Jane Ahlin, Published February 22 2014
Ahlin: Mary ponders right to kill someone who ticks you off
“The weather is too nice for whatever subject is on your mind today, Mary. Just let me get my groceries and go home. I have guests coming for dinner.”
“Whoa, Sunshine, you’re a tad aggressive this morning.” Before I could reply, she quickly said, “Answer one question, and you can be on your way.”
I didn’t believe her, but I said, “Oh, all right, make it fast.”

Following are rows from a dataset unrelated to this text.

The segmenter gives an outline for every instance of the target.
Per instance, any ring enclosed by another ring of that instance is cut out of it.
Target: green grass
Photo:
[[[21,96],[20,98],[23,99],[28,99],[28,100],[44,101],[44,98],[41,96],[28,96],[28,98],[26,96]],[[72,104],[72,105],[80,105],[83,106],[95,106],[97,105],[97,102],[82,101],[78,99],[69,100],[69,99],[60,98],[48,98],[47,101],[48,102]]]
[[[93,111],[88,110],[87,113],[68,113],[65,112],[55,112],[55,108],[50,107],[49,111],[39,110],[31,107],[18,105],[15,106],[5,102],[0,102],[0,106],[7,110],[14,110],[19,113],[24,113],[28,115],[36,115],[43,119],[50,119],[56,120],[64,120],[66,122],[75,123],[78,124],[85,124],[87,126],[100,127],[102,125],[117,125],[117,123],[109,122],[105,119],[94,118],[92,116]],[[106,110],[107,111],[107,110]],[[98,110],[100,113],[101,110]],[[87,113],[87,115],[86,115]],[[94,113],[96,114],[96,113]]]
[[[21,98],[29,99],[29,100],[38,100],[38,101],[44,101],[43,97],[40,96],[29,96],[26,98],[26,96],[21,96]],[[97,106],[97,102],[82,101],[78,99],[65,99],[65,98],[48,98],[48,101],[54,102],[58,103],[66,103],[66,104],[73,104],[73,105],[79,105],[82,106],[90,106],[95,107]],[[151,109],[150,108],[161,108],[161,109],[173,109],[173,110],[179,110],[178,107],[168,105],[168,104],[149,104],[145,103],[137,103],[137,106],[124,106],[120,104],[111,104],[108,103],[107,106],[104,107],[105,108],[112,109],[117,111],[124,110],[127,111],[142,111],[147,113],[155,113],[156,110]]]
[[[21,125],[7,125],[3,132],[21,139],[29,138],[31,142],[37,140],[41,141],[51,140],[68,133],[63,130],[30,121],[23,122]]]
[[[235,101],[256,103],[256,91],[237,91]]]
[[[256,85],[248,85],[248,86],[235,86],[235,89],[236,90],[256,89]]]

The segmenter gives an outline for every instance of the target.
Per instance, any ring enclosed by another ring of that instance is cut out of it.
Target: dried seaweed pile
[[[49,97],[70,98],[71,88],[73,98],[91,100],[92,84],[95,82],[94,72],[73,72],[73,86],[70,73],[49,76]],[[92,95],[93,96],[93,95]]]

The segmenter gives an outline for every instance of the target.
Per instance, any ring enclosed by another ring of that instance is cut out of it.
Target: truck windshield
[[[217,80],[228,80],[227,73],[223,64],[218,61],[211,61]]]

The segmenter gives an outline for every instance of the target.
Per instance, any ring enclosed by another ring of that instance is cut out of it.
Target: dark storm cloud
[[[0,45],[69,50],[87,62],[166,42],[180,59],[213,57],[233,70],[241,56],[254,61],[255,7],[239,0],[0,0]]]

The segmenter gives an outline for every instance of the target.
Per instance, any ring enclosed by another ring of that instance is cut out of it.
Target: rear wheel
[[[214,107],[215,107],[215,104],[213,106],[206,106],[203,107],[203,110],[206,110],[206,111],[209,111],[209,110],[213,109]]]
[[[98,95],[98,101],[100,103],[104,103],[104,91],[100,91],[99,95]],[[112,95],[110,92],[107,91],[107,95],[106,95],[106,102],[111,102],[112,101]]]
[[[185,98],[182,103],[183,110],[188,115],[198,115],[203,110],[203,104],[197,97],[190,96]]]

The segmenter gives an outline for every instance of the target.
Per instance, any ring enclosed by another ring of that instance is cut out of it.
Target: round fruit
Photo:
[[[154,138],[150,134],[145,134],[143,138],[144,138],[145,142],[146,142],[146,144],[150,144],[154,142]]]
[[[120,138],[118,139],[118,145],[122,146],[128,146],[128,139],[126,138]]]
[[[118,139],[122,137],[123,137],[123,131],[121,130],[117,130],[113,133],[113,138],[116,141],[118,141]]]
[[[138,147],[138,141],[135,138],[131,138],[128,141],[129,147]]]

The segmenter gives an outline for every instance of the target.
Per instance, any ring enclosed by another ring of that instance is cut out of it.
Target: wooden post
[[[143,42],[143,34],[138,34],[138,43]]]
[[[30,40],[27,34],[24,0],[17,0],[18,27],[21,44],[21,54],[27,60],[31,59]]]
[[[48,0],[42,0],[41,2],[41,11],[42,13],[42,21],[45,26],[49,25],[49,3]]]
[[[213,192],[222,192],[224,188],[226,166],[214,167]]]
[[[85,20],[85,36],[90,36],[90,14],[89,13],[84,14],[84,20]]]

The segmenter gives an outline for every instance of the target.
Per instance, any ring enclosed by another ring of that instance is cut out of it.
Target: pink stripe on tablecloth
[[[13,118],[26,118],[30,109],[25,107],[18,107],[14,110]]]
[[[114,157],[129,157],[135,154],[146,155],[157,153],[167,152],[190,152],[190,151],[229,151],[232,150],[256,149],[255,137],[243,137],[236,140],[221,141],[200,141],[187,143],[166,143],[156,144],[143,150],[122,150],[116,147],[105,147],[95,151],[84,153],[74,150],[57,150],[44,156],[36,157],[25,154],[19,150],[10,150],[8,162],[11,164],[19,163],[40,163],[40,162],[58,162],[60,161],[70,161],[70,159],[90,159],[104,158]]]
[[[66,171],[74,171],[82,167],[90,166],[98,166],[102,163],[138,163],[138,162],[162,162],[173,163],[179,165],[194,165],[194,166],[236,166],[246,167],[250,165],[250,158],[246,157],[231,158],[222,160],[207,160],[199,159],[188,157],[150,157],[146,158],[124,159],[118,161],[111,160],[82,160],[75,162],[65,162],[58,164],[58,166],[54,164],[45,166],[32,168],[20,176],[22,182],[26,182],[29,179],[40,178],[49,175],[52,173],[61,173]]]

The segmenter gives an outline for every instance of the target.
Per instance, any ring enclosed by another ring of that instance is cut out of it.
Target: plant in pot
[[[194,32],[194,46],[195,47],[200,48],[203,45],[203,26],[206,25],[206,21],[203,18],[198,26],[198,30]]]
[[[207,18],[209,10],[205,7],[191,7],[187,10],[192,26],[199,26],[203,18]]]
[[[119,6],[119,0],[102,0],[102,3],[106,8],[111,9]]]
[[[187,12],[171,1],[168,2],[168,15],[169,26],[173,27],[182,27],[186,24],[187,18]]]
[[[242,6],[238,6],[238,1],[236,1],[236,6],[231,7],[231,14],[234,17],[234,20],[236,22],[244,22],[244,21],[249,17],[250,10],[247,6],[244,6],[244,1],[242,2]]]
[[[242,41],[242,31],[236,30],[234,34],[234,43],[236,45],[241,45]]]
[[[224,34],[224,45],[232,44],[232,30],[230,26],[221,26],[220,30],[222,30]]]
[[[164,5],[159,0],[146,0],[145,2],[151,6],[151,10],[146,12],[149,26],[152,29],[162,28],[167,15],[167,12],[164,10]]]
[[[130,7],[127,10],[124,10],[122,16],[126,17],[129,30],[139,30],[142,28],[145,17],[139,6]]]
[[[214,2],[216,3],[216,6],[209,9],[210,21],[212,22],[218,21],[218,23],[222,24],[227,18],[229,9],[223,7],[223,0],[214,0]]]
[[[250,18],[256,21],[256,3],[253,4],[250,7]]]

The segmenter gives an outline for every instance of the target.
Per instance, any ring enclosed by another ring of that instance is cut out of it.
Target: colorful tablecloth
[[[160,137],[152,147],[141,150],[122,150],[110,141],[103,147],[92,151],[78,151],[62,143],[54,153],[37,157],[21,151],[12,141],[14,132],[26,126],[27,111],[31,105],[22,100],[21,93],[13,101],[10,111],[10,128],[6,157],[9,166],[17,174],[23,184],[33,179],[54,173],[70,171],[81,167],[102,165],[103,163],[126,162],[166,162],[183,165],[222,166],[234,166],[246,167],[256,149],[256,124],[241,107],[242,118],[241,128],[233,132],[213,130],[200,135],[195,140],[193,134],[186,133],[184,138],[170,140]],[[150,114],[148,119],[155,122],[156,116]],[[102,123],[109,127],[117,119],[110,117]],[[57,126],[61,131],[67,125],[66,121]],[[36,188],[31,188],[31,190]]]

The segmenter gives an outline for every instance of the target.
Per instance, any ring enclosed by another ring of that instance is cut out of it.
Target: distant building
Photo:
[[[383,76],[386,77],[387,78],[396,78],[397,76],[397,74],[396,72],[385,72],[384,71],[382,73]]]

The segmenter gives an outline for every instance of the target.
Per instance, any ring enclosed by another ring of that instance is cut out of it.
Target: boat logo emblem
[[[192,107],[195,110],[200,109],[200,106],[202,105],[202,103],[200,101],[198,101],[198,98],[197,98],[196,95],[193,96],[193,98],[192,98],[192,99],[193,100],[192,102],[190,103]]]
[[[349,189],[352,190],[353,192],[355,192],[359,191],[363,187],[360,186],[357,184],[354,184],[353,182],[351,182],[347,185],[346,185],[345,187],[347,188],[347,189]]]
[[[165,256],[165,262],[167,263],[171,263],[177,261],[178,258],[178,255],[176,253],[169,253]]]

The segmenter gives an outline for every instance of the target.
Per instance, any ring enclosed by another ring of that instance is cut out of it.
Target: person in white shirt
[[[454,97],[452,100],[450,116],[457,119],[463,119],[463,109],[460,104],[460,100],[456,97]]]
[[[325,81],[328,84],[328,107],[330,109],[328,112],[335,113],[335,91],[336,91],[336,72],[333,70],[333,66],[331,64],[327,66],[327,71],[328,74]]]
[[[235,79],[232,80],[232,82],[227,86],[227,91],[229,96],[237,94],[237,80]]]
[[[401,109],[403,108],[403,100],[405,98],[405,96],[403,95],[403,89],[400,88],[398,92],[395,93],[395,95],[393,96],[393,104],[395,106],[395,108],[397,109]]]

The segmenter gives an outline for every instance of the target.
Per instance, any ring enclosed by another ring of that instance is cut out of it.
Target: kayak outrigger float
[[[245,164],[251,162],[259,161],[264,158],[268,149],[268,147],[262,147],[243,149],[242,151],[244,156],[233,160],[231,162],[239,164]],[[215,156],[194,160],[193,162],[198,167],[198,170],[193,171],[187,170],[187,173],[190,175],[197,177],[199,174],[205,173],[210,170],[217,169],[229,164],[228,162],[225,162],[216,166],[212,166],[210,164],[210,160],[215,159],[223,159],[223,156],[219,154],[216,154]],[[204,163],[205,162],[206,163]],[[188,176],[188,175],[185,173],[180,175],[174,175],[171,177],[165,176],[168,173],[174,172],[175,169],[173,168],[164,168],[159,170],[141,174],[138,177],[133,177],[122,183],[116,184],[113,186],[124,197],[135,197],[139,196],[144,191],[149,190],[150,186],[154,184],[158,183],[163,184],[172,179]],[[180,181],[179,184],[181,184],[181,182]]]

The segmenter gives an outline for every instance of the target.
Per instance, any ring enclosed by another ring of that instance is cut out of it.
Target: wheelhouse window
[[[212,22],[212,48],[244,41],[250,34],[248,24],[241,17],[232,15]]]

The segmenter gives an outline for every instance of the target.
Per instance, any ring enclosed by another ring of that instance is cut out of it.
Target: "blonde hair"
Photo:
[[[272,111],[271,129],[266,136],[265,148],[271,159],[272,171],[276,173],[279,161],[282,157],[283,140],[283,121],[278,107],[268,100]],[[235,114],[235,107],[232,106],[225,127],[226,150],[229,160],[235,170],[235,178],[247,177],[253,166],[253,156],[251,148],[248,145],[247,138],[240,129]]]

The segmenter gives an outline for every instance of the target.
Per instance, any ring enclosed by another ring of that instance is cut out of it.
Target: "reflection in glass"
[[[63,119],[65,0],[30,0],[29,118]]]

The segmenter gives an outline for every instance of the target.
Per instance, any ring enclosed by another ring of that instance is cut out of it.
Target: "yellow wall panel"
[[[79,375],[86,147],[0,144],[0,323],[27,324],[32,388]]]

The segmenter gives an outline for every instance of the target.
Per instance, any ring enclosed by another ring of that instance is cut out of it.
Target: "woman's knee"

She turned the poster around. It read, “What do texting in a movie theater, playing loud music from a car in a parking lot, and looking suspicious in a hoodie have in common?”
As cheerful as I’d been, I felt myself sighing. “This is about Florida and the stand-your-ground’ law, isn’t it?”
“I think I’m the one asking the question, Sunshine.”
“Mary …,” I said, trying to add a threatening uptick to my voice.
“Oh, cool your jets, Sunshine. Of course that’s what I’m talking about. So let’s agree that in Florida, all three are good ways to get shot. On the other hand, if small things like somebody texting in a movie theater or kids playing music with the volume cranked up get your goat, Florida is a prime spot for getting away with killing somebody who does nothing more than tick you off.”
“That’s pretty strong, Mary. I’m not a fan of the law, but it is based on the longstanding American tradition of self-defense.”
“Only if you think self-defense means shoot first.” Mary shook her head. “Two guys get into an argument about texting in a movie. One guy throws popcorn and the other guy shoots him dead. Kids smart off to a guy who wants them to turn down their music and he fires 10 shots into their car as they try to get away, killing one of them. It’s like ‘stand-your-ground’ means open season on smart alecks.”
“Well, the stories from Florida are appalling examples of using lethal force over inconsequential things. It’s as if those men were looking for an excuse to shoot somebody.”
“Not ‘looking,’ Sunshine; if they can convince a jury they felt threatened, the law is their excuse.” Mary paused. “See, if you did your research, you’d know studies done at places like Texas A&M show that murders have gone up about
8 percent in states with stand-your-ground laws compared to states that don’t have them. Plus, there’s no evidence the laws deter any crimes whatsoever.”
“I’ve seen some studies – also that justifiable homicides are more prevalent in stand-your-ground states. But statistics don’t make the problem clear, Mary. It’s attitude and the loss of common sense. We’ve become a paranoid population who value gun rights over public safety, as if we no longer understand that in a civilized society, avoiding violence is vital to the social contract. “
Completely out of character, Mary Contrary was silent for a moment – so silent, I found it disconcerting. When she spoke, she sounded defeated.
“I keep seeing that group of kids, crazy for their loud music and happy being together, just loving life like every other bunch of obnoxious teenagers in every town in America.”
“I know, Mary.” I paused. “But I’ve got to get my groceries and be on my way.” I headed into the store.
She hollered after me, “Don’t overdo it, Sunshine. From where I’m looking, there’s already more than the ‘red, red robin, bobbing along.’”
Ahlin writes a Sunday column for The Forum.